マウンド上では気迫あふれる姿も見せたダルビッシュ。そんな逞しいベテランの言葉を若手たちも熱心に聞き入った。写真:鈴木颯太朗

マウンド上では気迫あふれる姿も見せたダルビッシュ。そんな逞しいベテランの言葉を若手たちも熱心に聞き入った。写真:鈴木颯太朗

 ありとあらゆる面で選手たちと日本球界が発展するキッカケを植え付けたダルビッシュ。そんな彼の言動で、何よりも驚かされたのは「代表戦」に臨むマインドだ。

 これはオリンピック、はたまたサッカー中継による影響なのか。日本ではかねてから代表戦となると、「絶対に負けられない戦い」という意識が先行。選手たちに壮大なプレッシャーがかけられがちとなる。もっとも、その“煽り”によって注目度が増している影響はあるのだが、SNSが発展した近年はそれが過剰になっている傾向があったのも事実だ。

 そうしたなかで大会前から「戦争に行くわけじゃない」と公言していたダルビッシュは、WBCが始まってからも「野球なので。やっぱり小さいときから楽しそうだから始めたことだと思うし、そこの原点を分かってほしいなと思います。とにかく楽しくやるのが野球だと思います」と強調し続けた。

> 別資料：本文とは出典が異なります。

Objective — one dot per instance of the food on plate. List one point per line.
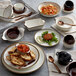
(64, 58)
(49, 9)
(13, 33)
(19, 8)
(68, 41)
(23, 48)
(68, 6)
(17, 61)
(21, 59)
(48, 37)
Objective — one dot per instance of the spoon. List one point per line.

 もちろん、WBCを「国別対抗戦」と捉える彼にとって、やはり選手としてメジャーのレギュラーシーズンこそが最優先とするところ。さらに言えば、父親としての人生を考えた時には優先順位が低くなる。そうした考え方が「気負い過ぎ」という代表戦への発想に至らせた部分は大いにある。だが、それを実際に公言し、行動に移した影響は計り知れなかった。

 筆者には興味深く、忘れられない言葉がある。それは不振に喘いでいた村上宗隆(ヤクルト)に寄せられたものだった。
 
 1次ラウンドを終え、侍ジャパンの4番を務めていた村上は打率.143、ゼロ本塁打と低迷。史上最年少のNPB三冠王と期待されていたなかでの極度の不振により、周囲からは状態を不安視する厳しい声が聞こえてきていた。

 この極限状態で“逆風”を受けた村上の前に、いわば壁のように立って見せたのがダルビッシュだった。1次ラウンド最終戦のオーストラリア代表戦後にメディアの囲み取材に姿を現し、こう言ってのけたのである。

「それ(好不調があること)が野球なので。そんなことを気にしていても仕方ないですし、人生の方が大事ですから。野球ぐらいで落ち込む必要はない。自分も含めてですけど、休みもあると思うので、それ以外のことで、すごく楽しいことをしたり、美味しいご飯を食べたりして、リラックスしてほしい」

 思わず気おされるような気持になったのを覚えている。ここまでの発言をすれば、日本球界では「気が抜け過ぎだ」といった批判が起きてもおかしくはない。もちろん彼がメジャートップレベルの投手という実績を積んだからこそ説得力があるのだが、「野球ぐらい」と堂々と言える選手は今までいなかったのではないか。